Why is Steam one of the very few Western tech platforms not banned in China? I legitimately don’t know, and I’d be fascinated to read about how that happened.
>Price of games has basically halved from inflation
>Costs of developing games has exploded
>One financial flop can shutter a studio
Reddit: How dare you propose raising the price! Don't you know about muh marketing budget? Just cut that. Corporations are just greedy. MTX- bad, lootboxes- bad, paid DLC- bad, premium special editions- bad, preorder incentives- bad, battlepasses- bad, Steam sales- good, r/patientgamers- good. Only a sucker would buy a game at full price.

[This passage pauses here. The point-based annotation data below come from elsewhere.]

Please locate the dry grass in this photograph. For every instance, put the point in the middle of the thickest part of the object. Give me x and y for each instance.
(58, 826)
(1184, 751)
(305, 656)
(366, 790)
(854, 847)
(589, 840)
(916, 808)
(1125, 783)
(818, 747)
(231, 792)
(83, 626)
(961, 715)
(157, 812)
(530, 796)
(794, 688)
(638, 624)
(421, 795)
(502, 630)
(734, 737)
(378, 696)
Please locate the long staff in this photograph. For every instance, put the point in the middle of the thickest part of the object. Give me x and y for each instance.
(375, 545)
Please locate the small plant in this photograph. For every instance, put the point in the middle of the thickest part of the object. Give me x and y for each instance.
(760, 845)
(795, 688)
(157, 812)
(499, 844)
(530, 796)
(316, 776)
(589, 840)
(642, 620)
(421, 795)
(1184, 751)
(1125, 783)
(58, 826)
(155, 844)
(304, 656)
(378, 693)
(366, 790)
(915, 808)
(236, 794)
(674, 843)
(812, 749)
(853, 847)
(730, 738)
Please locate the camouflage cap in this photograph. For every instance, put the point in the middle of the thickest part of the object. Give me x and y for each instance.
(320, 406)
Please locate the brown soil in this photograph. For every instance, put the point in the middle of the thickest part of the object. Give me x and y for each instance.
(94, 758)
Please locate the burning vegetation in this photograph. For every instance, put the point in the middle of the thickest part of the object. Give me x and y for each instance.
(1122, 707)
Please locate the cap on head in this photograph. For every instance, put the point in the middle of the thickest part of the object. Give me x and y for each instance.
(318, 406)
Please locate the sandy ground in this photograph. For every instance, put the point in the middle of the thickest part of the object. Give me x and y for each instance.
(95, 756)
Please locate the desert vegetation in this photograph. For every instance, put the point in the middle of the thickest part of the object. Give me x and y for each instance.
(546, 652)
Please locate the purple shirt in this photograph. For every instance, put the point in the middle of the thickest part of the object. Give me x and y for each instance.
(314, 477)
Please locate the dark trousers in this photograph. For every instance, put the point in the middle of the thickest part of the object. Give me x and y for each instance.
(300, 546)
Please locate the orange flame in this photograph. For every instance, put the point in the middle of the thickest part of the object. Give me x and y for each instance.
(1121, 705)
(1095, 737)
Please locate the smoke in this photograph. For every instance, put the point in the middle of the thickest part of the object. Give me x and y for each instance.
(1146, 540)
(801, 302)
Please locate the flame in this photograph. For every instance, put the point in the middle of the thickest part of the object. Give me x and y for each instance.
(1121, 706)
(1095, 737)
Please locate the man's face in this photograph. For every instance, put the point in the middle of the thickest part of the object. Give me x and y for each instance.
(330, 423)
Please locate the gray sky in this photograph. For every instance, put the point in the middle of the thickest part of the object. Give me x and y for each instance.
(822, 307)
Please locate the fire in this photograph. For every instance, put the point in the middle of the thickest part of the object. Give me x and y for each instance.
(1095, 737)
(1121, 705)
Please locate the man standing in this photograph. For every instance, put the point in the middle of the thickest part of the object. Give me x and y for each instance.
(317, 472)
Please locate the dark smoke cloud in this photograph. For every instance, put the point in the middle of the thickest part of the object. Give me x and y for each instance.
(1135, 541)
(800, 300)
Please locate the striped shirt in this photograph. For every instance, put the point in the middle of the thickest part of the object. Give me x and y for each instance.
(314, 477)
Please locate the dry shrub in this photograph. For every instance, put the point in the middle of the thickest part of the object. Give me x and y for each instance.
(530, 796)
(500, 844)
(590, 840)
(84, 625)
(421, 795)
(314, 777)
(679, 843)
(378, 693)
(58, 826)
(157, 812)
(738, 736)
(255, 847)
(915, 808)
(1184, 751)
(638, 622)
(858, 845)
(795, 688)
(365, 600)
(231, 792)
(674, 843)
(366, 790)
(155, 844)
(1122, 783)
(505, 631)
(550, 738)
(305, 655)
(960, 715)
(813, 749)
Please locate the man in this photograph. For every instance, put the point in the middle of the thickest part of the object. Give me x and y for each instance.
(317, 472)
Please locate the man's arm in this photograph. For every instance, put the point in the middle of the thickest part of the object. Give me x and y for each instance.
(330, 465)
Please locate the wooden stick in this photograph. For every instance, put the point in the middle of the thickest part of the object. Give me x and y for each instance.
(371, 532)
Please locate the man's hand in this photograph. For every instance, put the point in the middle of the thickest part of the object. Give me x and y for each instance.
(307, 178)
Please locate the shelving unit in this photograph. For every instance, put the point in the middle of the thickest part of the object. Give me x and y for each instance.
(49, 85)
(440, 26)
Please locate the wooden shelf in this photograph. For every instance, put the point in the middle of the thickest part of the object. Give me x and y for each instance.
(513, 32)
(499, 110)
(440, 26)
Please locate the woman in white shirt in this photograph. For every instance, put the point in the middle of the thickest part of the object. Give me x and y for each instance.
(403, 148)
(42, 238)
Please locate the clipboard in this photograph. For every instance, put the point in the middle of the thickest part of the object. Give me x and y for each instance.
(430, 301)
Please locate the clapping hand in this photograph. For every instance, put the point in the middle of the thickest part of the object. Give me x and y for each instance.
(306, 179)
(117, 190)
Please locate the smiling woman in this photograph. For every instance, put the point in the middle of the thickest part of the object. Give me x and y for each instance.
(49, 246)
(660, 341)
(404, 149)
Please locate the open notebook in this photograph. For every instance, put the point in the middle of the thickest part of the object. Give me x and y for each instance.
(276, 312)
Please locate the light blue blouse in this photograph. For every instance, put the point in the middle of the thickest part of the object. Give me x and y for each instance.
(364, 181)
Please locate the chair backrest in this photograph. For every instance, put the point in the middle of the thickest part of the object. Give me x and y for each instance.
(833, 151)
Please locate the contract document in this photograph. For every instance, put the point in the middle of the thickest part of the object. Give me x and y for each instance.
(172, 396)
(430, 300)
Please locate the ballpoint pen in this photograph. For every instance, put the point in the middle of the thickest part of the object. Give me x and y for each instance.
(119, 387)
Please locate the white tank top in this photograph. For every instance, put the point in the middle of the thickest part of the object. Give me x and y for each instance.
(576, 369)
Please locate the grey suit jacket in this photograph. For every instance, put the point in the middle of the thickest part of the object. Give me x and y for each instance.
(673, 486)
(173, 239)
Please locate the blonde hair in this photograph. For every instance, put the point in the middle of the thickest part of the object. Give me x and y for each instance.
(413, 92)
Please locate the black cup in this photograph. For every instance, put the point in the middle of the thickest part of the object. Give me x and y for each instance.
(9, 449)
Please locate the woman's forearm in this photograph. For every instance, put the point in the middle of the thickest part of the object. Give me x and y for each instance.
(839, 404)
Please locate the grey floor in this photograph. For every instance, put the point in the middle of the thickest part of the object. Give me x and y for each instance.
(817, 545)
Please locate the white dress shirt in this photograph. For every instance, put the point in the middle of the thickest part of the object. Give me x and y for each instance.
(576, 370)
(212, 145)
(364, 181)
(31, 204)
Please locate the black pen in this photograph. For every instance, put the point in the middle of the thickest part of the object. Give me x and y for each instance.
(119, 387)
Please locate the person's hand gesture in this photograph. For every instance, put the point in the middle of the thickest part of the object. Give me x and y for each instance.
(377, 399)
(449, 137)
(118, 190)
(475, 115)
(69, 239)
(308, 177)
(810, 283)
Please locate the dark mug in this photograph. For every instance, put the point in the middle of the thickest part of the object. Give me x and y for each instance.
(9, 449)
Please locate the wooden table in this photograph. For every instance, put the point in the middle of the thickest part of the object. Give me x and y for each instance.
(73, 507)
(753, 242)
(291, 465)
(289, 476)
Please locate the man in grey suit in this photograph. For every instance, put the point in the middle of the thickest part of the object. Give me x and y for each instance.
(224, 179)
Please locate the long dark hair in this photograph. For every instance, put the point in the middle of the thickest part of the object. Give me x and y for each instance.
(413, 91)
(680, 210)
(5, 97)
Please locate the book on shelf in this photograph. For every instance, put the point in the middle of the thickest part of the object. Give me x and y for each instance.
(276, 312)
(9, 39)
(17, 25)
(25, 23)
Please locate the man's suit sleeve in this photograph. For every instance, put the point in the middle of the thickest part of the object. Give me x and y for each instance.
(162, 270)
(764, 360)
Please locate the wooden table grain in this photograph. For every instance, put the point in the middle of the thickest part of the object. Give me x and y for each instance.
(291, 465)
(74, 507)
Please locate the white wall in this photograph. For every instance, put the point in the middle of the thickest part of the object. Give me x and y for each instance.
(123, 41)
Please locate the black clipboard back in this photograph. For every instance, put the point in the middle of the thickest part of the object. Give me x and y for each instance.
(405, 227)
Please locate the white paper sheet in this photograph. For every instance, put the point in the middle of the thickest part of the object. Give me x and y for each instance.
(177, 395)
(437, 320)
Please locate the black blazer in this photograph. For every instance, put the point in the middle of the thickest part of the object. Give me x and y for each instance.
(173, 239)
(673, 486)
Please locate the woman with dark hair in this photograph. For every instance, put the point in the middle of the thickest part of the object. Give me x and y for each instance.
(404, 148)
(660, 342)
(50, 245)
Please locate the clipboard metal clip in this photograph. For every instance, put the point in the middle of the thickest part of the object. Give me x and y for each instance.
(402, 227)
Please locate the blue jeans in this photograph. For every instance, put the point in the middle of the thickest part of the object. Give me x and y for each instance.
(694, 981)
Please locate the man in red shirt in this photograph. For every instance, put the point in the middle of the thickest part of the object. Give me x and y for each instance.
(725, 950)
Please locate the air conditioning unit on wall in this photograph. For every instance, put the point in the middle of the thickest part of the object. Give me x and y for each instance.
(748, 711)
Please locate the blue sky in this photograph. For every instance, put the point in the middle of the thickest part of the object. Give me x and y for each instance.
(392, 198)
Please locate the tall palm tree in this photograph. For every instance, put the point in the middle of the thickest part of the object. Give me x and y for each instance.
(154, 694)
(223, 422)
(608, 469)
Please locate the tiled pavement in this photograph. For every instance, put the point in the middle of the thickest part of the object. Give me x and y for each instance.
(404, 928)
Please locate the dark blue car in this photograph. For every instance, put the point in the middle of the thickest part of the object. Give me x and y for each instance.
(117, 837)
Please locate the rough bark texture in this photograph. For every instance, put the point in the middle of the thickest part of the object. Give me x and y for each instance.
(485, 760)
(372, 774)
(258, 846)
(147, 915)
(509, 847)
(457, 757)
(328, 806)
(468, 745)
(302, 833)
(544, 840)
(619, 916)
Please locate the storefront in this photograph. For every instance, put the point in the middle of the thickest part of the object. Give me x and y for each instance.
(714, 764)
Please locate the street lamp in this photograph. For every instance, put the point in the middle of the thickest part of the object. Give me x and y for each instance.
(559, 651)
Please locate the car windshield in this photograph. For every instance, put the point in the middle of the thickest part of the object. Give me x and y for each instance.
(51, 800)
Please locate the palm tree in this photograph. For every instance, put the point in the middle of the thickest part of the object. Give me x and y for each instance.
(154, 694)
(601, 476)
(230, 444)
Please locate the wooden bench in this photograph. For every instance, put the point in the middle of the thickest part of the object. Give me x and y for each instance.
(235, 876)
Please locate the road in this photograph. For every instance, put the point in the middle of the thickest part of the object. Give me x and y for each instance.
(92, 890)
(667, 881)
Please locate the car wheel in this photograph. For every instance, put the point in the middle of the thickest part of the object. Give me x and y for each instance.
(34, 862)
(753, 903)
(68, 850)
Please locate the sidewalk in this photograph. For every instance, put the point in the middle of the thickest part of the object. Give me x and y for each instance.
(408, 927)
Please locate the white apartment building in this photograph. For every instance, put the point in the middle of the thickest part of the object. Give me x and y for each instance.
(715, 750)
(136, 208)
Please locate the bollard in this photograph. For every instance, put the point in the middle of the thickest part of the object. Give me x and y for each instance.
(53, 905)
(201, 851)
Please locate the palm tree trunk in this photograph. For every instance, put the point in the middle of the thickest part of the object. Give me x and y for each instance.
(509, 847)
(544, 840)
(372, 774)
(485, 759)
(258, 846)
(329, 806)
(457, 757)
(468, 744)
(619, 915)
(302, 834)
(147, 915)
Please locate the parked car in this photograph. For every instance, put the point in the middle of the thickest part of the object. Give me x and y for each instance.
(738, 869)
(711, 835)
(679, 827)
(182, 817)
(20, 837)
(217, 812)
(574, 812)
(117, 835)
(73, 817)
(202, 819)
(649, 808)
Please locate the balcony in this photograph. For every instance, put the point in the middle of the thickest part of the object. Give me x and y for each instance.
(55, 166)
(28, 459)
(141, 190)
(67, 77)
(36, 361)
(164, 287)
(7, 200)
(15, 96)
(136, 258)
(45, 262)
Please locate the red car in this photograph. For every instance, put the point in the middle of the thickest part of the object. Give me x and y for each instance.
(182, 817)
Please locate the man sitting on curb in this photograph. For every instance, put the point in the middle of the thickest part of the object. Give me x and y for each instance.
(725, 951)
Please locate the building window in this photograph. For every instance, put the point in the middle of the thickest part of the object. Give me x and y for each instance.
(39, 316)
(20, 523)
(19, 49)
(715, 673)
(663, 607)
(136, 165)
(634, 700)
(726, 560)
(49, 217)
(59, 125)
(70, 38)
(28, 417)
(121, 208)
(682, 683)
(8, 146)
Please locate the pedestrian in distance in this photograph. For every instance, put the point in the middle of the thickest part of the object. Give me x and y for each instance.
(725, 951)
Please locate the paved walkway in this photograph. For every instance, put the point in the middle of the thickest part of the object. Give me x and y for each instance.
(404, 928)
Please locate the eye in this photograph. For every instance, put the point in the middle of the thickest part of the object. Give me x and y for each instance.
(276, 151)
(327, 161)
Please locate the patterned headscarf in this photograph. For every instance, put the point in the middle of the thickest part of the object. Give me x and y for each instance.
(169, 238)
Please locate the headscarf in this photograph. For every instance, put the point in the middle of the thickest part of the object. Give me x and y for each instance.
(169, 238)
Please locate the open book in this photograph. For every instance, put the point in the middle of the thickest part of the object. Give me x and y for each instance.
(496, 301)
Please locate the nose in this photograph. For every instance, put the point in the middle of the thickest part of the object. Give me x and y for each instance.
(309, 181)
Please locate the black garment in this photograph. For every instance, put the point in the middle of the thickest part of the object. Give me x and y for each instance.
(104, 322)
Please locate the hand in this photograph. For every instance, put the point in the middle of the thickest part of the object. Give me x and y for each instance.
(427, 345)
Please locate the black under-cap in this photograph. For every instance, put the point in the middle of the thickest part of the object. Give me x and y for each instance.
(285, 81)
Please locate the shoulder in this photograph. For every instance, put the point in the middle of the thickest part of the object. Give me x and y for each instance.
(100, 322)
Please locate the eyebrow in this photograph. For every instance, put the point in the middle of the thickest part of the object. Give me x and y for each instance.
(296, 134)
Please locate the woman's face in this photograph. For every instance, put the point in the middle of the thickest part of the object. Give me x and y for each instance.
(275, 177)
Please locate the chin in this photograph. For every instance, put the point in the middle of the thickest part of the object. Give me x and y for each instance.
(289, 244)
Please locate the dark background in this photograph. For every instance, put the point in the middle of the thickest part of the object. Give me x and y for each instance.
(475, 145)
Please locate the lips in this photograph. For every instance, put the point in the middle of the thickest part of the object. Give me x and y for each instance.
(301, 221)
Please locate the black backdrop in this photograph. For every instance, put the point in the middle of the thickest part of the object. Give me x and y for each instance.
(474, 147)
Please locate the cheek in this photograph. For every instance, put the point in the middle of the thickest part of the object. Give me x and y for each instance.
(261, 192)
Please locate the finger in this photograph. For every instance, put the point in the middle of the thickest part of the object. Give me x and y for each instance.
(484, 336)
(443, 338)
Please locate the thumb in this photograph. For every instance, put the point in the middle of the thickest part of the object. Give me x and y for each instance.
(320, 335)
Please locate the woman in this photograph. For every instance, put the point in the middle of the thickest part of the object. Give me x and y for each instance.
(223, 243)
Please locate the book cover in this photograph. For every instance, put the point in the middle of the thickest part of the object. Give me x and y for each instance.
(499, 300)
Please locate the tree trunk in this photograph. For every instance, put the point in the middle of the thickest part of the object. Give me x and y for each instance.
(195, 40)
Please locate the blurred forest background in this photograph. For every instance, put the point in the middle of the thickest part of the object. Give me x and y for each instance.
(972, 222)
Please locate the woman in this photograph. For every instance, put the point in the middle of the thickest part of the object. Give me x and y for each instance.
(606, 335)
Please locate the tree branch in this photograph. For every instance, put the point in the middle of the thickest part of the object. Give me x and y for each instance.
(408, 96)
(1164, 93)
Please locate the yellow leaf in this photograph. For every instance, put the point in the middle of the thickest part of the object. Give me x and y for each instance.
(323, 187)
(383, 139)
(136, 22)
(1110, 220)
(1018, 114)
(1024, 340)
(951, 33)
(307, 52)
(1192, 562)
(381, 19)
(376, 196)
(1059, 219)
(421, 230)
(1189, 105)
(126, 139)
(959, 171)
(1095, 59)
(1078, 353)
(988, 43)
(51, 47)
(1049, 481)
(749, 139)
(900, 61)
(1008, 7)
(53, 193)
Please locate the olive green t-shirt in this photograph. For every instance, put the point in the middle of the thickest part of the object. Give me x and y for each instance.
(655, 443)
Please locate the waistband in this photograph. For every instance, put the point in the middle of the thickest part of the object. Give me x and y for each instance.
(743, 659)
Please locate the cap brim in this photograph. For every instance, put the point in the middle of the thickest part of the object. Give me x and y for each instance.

*Beloved studio #5000 this year announces a wave of layoffs*
Reddit: This is capitalism's fault.
Thinking about games costing the equivalent of $120+ when I was a kid really goes a long way to explain why we only got a few new games every year, and we treasured them. At $60, even $70, I can basically afford to get anything that interests me if I want it even a little, and so many end up either abandoned at some point or played through once and then never again. It's a meme that every Steam gamer has dozens of games in their library that they bought on sale and never played.
Is there any meaningful distinction between mobile apps like, idk, Angry Birds and classic video games in any way or is it basically one undifferentiated market? I’m thinking in terms of market share, demographics, complexity, time spent, anything. As you can tell from the outdated example, I’m not a gamer. But at the very least, it seems to me when someone self-identifies as a gamer, they mean PC games / video games and not app-based mobile games. Maybe that’s the only distinction.